Elle lui sourit.
Un peu trop fort.

Index sur la lèvre. Soleil dans l’auburn.
Rendez-vous de terrasse qui voudrait durer toujours.

Il trottine un pas sur deux, emmené par la main de papa. Ceinture jaune qui dépasse de la doudoune. Bas blanc du kimono qui balaie le trottoir. « On a pris la taille au dessus. Il grandit tellement vite ».

« Il parait qu’tout va bien
tant qu’on est là pour en parler
 »

A contre-courant croise un bouquet de poireaux verts, un caddie bleu, des baskets blanches. Téléphone à l’oreille, ride d’un lion organisateur.
Passage d’une queue de cheval qui balance. Legging moulant, foulée tonique.
Plus loin un sac à dos 60 litres. Chaussures solides, rythme incertain. Nez en l’air.
« Il parait qu’tout va bien
tant qu’on est là pour en parler 
»

Et le ballet des voitures, doublées par les vélos, encadrées des poussettes, trottinettes, planches de skate.
Et les grands et les p’tits, et les femmes et les hommes, et les blancs et les jaunes.
Et les riches et les pauvres. Les pressés et ceux qui n’iront plus nulle part.
Les seuls et les ensembles. Les d’ici, les visiteurs.

Joyeux tourbillon d’un samedi de quartier.
Mais toi, tu n’en es pas. Sous leurs yeux, t’es ailleurs.

Regard droit dans lunettes noires, nuque rigide, sourire plat. Poitrine gonflée, talons qui claquent.
Tu leur marches sur la tête.
Dans ton crâne rappe une bande son qui n’est pas pour ce film.

Les écouteurs te gênent un peu. Tu voudrais ne rien sentir. Sauf le soleil dans tes cheveux, l’air du printemps dans tes poumons … et le choc sourd de tes bottes quand tu martèles le son.

« On est tous encastrés, ce quotidien nous rend taré.
Mais parait qu’tout va bien tant qu’on est là pour en parler 
»

Rythmes fauves en punchline, sa colère serait la tienne. Tu voudrais sa voix, tu aimerais tant sa plume.

Tes lèvres forment en silence le torrent du refrain. Tes lèvres hurlent en silence le mépris de leur poireau, de leur judo ou leurs baskets.
Tu allonges le pas, les passants te font place. Tu n’entends pas tes bottes mais tu sais qu’elles pilonnent.

Tu vois leurs bouches qui bougent, leurs visages qui racontent.

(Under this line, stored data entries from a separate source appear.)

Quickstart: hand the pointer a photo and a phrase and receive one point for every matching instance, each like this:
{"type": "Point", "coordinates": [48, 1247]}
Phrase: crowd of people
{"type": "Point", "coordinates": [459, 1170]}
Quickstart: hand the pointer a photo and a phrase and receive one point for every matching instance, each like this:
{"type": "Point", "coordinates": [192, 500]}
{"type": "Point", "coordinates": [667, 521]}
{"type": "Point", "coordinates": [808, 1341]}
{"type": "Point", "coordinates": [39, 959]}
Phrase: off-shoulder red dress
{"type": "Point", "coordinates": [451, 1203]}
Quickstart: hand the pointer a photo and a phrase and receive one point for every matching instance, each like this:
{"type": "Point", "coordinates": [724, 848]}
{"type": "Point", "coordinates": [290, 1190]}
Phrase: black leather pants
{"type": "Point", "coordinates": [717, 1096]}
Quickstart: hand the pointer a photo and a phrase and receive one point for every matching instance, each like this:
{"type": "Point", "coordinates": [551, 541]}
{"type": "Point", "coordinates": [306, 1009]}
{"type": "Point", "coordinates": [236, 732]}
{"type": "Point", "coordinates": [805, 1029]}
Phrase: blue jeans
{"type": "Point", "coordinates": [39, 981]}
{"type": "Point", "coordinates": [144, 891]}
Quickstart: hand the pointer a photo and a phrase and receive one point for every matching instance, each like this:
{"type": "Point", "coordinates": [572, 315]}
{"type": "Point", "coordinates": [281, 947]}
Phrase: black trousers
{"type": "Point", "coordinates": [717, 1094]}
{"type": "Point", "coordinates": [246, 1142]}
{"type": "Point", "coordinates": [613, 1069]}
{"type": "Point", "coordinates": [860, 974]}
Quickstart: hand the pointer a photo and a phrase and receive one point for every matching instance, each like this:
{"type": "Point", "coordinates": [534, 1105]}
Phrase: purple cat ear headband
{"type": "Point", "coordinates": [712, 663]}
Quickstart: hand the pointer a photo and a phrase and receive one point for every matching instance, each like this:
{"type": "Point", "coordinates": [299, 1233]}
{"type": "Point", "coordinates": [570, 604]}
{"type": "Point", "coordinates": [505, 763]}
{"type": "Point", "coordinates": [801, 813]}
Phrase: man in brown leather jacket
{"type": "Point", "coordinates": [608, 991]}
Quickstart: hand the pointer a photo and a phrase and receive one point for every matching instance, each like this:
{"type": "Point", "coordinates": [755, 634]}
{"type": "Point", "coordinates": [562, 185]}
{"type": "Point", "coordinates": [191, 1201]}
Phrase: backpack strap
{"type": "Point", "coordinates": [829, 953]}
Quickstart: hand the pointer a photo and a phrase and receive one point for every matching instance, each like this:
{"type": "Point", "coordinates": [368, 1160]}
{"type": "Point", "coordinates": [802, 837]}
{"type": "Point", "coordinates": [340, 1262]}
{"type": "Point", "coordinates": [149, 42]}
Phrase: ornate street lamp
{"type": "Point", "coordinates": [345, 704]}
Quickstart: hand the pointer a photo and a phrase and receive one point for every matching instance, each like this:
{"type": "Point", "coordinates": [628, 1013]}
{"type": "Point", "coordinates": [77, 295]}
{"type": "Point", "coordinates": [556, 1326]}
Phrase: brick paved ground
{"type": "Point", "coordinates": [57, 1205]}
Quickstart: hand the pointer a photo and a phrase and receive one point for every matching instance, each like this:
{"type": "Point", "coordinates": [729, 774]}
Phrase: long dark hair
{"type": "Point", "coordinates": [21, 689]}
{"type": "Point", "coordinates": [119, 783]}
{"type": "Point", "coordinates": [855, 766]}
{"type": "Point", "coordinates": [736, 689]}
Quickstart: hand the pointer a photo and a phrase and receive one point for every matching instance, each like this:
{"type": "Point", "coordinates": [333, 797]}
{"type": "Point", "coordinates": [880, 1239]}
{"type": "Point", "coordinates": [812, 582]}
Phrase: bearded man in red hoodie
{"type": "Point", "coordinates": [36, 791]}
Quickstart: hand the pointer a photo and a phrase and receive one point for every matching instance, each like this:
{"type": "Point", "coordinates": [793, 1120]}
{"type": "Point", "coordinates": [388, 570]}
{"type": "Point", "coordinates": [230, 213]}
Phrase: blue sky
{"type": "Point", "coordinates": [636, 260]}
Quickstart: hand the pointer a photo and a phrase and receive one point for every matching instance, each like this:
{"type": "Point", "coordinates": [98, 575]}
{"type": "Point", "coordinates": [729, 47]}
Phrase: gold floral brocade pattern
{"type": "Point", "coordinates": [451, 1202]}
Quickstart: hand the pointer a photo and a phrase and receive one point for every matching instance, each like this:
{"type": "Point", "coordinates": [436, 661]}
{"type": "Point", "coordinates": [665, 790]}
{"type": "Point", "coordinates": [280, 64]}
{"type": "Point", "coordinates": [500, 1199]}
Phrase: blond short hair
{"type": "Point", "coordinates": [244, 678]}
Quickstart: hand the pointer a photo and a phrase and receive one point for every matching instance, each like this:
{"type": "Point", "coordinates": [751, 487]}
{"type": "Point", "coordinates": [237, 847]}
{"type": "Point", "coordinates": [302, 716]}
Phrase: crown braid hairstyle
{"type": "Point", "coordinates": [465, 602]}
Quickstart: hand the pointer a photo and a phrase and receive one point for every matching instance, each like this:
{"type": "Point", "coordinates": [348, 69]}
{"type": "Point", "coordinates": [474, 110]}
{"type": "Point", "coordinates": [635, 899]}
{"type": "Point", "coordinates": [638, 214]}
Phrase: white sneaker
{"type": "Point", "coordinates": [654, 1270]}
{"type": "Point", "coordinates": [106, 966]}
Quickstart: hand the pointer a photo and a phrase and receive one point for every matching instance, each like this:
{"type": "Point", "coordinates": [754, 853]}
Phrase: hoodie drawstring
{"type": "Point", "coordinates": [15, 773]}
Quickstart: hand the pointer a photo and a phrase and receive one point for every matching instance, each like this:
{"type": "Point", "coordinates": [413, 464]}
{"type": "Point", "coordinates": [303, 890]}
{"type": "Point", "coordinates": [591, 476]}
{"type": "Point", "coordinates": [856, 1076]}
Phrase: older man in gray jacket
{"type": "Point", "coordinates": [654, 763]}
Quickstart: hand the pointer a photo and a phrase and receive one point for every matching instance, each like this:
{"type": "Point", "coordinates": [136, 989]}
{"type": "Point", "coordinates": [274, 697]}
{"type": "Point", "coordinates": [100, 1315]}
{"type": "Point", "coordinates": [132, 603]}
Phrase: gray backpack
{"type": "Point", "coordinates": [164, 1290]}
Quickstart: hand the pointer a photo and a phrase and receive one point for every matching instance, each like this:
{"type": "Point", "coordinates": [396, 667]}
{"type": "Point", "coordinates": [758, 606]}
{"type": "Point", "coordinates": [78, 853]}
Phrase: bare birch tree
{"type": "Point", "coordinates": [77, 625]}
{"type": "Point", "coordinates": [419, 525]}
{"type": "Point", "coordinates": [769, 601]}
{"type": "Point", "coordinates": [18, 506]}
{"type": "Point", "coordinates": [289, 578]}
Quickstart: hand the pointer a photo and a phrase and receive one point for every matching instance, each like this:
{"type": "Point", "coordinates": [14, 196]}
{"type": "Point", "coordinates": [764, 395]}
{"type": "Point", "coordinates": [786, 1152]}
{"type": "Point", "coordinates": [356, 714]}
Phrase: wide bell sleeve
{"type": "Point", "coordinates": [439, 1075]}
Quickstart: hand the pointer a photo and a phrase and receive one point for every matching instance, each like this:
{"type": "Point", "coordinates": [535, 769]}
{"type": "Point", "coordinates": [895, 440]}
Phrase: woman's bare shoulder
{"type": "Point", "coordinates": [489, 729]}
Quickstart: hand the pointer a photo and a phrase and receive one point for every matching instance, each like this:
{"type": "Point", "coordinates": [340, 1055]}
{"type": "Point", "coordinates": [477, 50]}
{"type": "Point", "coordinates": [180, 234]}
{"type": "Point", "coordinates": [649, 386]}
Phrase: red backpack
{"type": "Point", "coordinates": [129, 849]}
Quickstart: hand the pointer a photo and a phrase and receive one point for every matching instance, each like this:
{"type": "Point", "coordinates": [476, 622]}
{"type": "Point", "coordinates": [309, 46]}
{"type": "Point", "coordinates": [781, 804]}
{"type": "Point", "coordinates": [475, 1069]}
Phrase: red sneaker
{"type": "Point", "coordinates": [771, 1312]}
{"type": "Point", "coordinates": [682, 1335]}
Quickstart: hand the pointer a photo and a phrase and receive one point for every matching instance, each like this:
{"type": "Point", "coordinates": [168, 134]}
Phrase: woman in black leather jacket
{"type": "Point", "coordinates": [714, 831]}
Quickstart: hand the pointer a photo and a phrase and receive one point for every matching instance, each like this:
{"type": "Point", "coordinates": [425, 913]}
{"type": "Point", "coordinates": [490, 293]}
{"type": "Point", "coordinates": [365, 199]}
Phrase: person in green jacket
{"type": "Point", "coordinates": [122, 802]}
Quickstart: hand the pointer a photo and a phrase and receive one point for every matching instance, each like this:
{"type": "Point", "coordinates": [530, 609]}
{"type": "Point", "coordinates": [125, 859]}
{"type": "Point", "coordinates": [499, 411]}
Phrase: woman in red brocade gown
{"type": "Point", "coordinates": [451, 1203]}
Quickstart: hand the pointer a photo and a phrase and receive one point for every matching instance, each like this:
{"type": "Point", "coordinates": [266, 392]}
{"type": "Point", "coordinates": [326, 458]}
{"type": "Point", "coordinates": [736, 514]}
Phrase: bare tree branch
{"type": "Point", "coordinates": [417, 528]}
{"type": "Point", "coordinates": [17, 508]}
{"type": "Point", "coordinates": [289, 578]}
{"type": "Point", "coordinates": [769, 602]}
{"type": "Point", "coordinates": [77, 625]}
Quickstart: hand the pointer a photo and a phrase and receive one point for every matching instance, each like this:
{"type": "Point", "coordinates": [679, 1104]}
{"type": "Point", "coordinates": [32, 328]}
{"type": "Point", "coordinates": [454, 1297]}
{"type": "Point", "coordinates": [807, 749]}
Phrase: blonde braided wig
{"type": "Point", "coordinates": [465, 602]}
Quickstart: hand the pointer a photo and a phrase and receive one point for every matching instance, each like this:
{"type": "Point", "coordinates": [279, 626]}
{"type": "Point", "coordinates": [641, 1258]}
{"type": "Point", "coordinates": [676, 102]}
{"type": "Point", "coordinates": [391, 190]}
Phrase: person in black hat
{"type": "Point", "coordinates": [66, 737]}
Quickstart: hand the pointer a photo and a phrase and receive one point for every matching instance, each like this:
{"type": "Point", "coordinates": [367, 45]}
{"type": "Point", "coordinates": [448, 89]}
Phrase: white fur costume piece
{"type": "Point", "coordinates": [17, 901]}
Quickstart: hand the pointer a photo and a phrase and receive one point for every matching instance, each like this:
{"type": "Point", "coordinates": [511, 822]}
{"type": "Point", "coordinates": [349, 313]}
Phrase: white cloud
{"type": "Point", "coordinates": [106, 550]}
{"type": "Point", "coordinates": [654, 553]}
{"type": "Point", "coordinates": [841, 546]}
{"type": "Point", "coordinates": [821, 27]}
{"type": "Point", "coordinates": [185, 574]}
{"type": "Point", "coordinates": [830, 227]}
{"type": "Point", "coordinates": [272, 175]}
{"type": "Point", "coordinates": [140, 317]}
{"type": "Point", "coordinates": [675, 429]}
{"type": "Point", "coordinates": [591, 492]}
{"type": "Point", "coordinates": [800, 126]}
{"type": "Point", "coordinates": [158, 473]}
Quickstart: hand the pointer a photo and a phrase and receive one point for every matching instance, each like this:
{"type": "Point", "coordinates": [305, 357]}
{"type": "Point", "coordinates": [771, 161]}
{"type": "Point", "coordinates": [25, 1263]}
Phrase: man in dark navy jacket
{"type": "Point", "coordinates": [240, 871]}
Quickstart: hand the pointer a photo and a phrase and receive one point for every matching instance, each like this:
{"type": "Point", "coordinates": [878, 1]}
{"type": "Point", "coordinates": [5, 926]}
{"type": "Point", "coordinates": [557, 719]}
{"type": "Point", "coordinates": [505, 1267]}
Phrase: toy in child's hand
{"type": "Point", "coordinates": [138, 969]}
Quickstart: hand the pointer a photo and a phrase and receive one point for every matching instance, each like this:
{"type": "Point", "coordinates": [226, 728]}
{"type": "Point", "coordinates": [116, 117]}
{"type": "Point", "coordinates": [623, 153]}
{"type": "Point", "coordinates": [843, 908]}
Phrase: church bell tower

Tu vois leurs routines douces, les sourires roses. Leur samedi d’automne.
Tu n’entends que cette voix et ses phrases rebelles.
Dans ton corps dans ton quartier, t’as son âge, t’aurais sa vie..

Ton coeur avec lui, t’es bien au chaud parmi eux.

Un samedi matin dans ma ville, Hugo TSR dans mon crâne.